Probands'co-twins v. control twins
Language lateralisation was significantly lower in the twins without
schizophrenia from the discordant pairs than in the control twins:
t=4.0, d.f.=22, P=0.001. This decreased lateralisation in
the probands' co-twins resulted from a trend towards increased language
activation in the right hemisphere of these co-twins compared with the control
twins (t=2.7, d.f.=22, P=0.1) whereas language activation in
the left hemisphere was similar in both groups (t=0.6, d.f.=22,
P=0.54). To preclude the possibility that the effect on
lateralisation reflected higher levels of psychopathological disorder in the
co-twins of the participants with schizophrenia rather than increased genetic
risk, the analyses were repeated after excluding the four co-twins with
psychiatric disorders.

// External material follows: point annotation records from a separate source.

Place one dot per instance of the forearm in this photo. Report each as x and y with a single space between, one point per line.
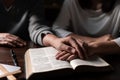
103 48
48 40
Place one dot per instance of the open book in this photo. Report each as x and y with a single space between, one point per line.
41 62
6 70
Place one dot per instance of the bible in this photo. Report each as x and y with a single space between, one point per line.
41 62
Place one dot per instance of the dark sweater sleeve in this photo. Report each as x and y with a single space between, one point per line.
37 26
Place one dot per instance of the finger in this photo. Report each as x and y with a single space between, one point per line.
67 48
64 57
59 54
82 50
11 42
77 47
71 57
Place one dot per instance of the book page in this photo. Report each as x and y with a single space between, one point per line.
43 59
93 61
11 70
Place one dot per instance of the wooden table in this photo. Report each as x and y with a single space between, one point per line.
114 60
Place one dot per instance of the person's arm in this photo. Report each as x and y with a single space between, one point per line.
102 48
37 26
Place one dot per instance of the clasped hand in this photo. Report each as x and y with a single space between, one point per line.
7 39
75 46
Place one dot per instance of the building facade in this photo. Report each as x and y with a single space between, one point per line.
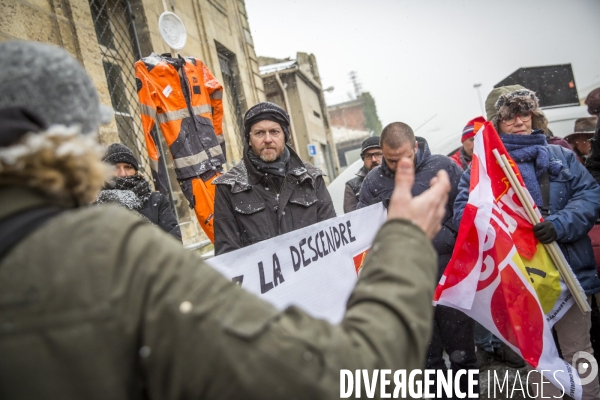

Results were essentially the same: the difference in
lateralisation index remained significant (t=4.4, d.f.=16,
P=0.003), there was a trend towards higher language activation of the
right hemisphere in the probands' co-twins compared with the control twins
(t=1.7, d.f.=17, P=0.1), and language activation levels of
the left hemisphere were equal in both groups (t=0.5, d.f.=17,
P=0.65).
Gender
No significant main effect for gender on the lateralisation index was found
in the discordant twin pairs, nor in the healthy twin pairs
(P>0.55).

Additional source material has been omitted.